We conclude that, with the benefit of hindsight, and of this data, none of these systems would have been built. An alternative may have been bus-ways open to commercial vehicles and to cars at certain times of day. The modern option may be to control congestion by road pricing. Ordinary buses would then no longer suffer delay. That would remove the need for bus lanes or indeed for tram systems.

In contrast the Europeans are famed for trams. However, is it merely a case of the grass seeming greener over there. Whatever the case Terry Mulroy OBE, a doyen of Multi-Modal Studies, said, at an Institution of Civil Engineers meeting held on 21st November 2002, that, "If one asks the Planners in Geneva, Home of the Tram, if they would do it again, they will say quietly, never again – far too expensive". Meanwhile the Grenoble is renewing its tram network after only 10 years.

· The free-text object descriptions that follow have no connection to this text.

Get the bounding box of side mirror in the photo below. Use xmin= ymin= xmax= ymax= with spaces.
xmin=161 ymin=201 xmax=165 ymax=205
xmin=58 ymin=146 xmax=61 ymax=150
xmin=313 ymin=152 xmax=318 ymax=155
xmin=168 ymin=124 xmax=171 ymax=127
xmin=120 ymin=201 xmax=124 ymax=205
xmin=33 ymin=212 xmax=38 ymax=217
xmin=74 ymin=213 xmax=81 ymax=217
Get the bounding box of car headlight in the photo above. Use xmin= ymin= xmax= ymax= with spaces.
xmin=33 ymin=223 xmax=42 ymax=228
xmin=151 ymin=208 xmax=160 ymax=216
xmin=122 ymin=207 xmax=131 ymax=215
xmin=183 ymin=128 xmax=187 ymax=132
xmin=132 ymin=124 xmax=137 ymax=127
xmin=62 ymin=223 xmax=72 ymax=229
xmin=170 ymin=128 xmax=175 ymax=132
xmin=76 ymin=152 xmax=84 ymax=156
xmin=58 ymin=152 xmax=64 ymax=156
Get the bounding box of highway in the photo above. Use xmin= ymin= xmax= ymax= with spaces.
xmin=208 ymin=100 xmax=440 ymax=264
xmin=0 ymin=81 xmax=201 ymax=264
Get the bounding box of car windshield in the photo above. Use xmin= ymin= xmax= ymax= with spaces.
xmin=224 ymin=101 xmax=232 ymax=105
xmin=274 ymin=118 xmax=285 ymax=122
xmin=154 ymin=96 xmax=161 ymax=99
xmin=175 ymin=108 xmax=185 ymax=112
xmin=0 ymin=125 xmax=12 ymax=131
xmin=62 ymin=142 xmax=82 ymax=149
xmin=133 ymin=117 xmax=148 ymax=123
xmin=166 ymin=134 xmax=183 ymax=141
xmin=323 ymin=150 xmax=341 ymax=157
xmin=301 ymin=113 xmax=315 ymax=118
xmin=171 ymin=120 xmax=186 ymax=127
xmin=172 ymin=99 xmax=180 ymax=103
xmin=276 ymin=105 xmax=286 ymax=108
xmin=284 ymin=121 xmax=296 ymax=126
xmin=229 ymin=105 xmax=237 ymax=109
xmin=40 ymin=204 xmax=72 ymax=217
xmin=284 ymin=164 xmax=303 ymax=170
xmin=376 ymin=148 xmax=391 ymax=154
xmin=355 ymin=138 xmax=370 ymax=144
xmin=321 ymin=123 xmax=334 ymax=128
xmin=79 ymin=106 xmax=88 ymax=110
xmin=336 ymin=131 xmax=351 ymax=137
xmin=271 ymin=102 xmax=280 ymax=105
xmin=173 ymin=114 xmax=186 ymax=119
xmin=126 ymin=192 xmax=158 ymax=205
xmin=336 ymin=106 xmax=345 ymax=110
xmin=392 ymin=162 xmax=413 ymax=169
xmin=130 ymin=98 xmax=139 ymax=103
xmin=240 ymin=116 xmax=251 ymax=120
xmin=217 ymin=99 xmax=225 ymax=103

As for London, in 1949 the trams were seen as an embarrassment to the capital’s post war planners. In that year Lord Latham, chairman of the London Transport Executive delivered a speech outlining the plans for the tramways conversion programme in which he stated “the loss on the trams is about £1,000,000 per year” equivalent to £20,000,000 at today’s prices. Now we have Ken Livingstone’s plan to bring some of them back.

Against that background we encourage those considering such systems, and the Treasury, to do careful sums before spending the hundred or so million pounds likely to be required for a few tens of miles of route.